The following table recommends instances, amount of source data, storage needed for 7 days of retention, and active shards based on the preceding guidelines.
T-Shirt Size | Data (Per Day) | Storage Needed (with 7 days Retention) | Active Shards | Data Nodes | Primary Nodes |
XSmall | 10 GB | 175 GB | 2 @ 50 GB | 3 * r7g.large. search | 3 * m7g.large. search |
Small | 100 GB | 1.75 TB | 6 @ 50 GB | 3 * r7g.xlarge. search | 3 * m7g.large. search |
Medium | 500 GB | 8.75 TB | 30 @ 50 GB | 6 * r7g.2xlarge.search | 3 * m7g.large. search |
Large | 1 TB | 17.5 TB | 60 @ 50 GB | 6 * r7g.4xlarge.search | 3 * m7g.large. search |
XLarge | 10 TB | 175 TB | 600 @ 50 GB | 30 * i4g.8xlarge | 3 * m7g.2xlarge.search |
XXL | 80 TB | 1.4 PB | 2400 @ 50 GB | 87 * I4g.16xlarge | 3 * m7g.4xlarge.search |
As with all sizing recommendations, these guidelines represent a starting point and are based on assumptions. Your workload will differ, and so your actual needs will differ from these recommendations. Make sure to deploy, monitor, and adjust your configuration as needed.
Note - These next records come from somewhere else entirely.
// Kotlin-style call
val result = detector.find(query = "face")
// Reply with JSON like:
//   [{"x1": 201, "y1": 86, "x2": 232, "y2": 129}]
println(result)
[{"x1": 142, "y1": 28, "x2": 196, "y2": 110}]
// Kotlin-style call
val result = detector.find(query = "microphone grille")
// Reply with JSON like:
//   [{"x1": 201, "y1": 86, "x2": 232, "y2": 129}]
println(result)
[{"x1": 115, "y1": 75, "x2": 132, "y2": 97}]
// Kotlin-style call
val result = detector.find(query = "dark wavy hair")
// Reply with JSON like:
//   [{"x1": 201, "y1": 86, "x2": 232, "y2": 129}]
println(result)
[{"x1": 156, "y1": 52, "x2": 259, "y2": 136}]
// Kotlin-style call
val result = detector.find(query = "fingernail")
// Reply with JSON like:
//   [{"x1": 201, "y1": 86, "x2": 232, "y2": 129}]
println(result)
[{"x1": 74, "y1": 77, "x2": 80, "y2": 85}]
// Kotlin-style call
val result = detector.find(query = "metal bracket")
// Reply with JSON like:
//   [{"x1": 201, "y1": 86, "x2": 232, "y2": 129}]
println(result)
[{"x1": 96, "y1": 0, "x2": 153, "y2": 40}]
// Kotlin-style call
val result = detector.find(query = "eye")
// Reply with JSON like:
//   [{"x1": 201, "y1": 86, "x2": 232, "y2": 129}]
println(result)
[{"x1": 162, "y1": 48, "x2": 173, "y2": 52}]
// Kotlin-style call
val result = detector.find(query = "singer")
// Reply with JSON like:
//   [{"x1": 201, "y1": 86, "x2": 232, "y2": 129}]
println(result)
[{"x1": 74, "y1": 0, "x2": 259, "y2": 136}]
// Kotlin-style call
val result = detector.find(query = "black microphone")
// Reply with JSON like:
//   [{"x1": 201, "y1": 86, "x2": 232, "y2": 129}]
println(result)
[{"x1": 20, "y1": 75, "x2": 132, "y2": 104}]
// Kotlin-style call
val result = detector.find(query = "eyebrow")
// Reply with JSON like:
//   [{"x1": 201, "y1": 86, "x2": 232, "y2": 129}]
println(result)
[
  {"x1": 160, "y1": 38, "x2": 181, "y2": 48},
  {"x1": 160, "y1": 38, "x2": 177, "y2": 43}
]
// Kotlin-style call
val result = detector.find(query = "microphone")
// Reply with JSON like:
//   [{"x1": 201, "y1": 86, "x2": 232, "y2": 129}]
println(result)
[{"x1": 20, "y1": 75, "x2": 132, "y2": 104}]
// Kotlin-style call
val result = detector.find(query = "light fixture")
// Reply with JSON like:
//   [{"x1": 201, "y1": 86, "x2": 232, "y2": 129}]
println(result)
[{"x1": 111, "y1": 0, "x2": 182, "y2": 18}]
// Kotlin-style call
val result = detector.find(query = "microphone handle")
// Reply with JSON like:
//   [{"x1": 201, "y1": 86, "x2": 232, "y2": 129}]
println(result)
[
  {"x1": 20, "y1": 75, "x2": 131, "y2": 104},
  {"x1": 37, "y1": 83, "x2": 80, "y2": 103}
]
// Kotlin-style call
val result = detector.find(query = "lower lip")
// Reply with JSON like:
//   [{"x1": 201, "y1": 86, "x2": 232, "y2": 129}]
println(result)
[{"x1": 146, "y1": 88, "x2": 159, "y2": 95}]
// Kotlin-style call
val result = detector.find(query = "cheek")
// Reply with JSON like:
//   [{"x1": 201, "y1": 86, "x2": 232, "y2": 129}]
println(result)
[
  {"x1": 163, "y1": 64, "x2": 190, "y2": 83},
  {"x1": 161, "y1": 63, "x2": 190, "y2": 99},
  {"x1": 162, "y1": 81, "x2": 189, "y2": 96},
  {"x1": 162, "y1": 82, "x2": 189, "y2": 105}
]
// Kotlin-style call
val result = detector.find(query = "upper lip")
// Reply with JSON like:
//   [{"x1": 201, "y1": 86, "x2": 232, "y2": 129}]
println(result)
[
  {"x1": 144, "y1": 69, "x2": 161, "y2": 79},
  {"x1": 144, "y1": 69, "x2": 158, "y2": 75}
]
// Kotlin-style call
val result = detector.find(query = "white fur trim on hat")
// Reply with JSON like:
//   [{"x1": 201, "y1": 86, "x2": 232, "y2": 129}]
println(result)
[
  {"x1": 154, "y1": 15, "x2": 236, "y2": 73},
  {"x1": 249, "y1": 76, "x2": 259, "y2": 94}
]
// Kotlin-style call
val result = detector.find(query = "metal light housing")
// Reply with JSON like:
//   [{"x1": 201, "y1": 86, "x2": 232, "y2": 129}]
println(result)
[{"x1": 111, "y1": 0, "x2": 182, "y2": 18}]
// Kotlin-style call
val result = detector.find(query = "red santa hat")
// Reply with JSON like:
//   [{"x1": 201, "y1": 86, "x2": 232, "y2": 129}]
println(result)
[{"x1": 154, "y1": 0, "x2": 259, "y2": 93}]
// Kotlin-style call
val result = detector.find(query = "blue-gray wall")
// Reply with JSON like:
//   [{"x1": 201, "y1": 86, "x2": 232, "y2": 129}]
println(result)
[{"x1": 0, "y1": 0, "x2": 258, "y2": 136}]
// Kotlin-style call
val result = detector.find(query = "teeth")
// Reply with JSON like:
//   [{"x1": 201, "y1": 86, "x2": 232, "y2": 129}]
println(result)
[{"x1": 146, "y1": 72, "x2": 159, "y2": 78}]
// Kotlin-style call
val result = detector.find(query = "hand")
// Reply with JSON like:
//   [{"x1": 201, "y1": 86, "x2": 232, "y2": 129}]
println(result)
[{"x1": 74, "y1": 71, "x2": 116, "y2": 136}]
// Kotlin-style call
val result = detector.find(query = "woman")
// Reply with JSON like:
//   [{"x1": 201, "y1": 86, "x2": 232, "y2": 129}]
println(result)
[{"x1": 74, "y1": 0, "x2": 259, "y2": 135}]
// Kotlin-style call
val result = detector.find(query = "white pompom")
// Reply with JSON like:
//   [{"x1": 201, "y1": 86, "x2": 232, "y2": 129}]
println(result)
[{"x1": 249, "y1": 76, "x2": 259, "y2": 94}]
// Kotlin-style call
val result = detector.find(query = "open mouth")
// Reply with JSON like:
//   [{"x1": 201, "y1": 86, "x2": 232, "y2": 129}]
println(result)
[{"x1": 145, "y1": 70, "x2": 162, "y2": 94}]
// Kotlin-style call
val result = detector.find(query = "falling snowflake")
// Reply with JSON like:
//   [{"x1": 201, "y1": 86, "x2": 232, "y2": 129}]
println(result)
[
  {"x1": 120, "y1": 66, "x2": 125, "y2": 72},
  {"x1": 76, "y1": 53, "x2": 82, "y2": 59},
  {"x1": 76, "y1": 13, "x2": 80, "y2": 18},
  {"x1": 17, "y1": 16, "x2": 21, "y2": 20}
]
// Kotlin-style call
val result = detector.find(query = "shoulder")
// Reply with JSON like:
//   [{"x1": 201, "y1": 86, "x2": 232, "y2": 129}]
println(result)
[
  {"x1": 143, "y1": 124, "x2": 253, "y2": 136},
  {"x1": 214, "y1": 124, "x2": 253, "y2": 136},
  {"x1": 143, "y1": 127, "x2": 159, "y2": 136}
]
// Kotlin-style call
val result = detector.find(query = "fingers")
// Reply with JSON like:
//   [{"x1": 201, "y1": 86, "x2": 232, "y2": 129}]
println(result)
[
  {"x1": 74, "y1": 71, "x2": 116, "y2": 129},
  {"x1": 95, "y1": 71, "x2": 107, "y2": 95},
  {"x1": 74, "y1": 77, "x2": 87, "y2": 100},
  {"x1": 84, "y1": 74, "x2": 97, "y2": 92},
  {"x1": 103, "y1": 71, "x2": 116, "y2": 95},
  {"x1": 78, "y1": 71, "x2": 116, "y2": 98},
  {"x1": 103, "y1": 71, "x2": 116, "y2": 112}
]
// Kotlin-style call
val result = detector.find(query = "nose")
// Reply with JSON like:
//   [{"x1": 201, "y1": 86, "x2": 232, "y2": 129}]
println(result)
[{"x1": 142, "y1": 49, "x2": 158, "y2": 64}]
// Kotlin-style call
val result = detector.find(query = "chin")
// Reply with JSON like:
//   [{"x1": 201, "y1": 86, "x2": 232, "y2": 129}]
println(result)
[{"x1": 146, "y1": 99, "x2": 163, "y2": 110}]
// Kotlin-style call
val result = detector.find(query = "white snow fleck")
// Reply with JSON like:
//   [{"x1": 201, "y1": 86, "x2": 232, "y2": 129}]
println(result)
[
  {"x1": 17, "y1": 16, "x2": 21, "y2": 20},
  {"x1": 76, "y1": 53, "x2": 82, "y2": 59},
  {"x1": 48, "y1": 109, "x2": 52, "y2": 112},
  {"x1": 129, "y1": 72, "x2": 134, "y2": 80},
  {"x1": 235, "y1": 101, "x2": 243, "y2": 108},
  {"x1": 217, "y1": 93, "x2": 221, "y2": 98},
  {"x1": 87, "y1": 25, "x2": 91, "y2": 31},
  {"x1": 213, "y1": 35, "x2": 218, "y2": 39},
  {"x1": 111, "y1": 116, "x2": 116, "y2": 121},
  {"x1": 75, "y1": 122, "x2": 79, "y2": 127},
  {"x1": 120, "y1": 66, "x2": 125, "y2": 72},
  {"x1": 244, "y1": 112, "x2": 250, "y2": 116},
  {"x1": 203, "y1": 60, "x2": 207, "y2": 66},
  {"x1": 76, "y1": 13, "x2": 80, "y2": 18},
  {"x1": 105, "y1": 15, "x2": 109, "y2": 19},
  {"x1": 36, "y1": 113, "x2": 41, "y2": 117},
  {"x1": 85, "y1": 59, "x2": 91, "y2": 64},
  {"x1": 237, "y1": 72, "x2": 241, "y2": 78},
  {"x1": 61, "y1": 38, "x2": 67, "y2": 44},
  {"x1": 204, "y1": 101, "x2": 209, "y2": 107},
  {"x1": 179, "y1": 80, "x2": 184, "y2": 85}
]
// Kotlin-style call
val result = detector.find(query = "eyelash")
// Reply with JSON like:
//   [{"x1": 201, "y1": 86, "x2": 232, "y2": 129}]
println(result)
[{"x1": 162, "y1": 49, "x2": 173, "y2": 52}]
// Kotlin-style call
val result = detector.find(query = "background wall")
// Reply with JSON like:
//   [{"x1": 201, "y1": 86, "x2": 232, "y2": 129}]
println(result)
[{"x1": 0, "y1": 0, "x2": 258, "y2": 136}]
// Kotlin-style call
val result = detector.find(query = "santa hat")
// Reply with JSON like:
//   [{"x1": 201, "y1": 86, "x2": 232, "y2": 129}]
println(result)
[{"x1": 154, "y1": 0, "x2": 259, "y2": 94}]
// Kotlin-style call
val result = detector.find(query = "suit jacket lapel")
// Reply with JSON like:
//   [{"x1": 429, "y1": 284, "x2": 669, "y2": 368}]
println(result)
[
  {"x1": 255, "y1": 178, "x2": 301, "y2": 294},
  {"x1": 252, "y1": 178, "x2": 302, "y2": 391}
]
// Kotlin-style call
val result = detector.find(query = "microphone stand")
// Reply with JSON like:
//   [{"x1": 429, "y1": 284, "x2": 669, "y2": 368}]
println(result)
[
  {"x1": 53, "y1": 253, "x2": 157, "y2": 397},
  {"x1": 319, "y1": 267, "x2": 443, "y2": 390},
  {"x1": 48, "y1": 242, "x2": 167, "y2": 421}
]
For T-shirt sizing the workloads, an extra-small use case encompasses 10 GB or less of data per day from a single data stream to a single index pattern. A small use case falls between 10–100 GB per day of data, a medium use case between 100–500 GB of data, and so on. Default instance count per domain is 80 for most of the instance family. Refer to the “Amazon OpenSearch Service quotas “ for details.
Additionally, consider the following best practices:
- Choose the right storage tier [Ultra Warm, Hot storage] for your needs in OpenSearch Service. Refer to the Choose the right storage tier for your needs in Amazon OpenSearch Service for details.
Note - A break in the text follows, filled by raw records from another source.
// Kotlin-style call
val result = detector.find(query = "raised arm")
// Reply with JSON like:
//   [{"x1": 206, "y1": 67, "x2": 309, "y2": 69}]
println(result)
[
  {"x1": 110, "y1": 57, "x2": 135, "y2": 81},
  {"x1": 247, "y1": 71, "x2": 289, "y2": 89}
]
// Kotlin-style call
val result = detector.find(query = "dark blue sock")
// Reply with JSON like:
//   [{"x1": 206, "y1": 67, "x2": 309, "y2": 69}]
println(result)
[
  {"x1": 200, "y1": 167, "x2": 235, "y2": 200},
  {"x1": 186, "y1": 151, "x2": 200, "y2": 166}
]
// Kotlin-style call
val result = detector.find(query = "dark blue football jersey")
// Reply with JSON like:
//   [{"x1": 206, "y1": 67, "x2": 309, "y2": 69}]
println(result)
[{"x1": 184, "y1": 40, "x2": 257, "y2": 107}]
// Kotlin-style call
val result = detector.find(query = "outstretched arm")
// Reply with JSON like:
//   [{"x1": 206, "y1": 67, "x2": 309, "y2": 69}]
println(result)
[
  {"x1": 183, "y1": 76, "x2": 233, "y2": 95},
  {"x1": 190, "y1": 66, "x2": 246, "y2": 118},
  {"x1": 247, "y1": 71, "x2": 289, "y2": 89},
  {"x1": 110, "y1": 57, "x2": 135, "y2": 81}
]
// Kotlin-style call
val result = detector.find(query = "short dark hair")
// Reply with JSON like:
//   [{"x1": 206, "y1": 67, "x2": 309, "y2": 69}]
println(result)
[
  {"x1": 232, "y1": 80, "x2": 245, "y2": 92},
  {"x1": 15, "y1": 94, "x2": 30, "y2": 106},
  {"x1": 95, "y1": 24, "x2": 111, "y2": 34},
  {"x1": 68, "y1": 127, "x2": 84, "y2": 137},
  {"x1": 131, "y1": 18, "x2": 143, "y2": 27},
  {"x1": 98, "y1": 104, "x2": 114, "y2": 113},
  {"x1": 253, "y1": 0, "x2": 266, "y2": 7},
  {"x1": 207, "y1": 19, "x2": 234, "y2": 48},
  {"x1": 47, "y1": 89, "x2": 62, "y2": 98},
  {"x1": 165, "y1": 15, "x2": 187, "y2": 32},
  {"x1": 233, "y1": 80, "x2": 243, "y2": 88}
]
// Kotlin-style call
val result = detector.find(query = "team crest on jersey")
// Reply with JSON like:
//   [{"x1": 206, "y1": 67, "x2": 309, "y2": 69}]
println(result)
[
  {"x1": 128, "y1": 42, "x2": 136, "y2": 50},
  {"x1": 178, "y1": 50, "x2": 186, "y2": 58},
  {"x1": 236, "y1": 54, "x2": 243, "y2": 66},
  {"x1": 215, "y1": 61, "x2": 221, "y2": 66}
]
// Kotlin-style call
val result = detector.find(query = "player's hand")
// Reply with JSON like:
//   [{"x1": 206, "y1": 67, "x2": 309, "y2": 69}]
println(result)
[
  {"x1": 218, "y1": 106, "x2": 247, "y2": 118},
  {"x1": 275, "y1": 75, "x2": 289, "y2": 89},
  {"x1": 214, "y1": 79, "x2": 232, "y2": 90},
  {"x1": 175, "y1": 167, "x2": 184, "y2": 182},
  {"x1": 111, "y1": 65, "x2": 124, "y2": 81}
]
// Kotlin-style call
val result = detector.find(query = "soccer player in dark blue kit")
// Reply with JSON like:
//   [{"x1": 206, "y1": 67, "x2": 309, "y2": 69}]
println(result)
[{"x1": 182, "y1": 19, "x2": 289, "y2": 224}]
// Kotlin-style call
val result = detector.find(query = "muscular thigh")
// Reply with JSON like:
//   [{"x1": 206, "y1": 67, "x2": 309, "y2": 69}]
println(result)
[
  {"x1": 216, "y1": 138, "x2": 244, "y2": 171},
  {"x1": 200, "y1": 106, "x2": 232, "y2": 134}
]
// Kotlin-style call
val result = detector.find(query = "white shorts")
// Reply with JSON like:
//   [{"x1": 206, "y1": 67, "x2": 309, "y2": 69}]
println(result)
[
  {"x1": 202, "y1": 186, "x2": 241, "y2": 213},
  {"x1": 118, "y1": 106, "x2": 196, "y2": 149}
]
- Use the OpenSearch Optimized (OR) family for large-scale workloads that require low latency with index-heavy operations. Refer to OpenSearch optimized instance (OR1) is game changing for indexing performance and cost for details.
- Isolate the ingestion using an OpenSearch Ingestion pipeline for smaller to large workloads and reduce the operational overhead of managing the ingestion pipelines.
- Use reserved instances for long-term cost savings.
- Consider using Availability Zone awareness for high availability.
Conclusion
This post provided comprehensive guidelines for sizing your OpenSearch Service domain for log analytic workloads, covering several critical aspects. These recommendations serve as a solid starting point, but each workload has unique characteristics. For optimal performance, consider implementing additional optimizations like data tiering and storage tiers. Evaluate cost-saving options such as reserved instances, and scale your deployment based on actual performance metrics and queue depths.By following these guidelines and actively monitoring your deployment, you can build a well-performing OpenSearch Service domain that meets your log analytics needs while maintaining efficiency and cost-effectiveness.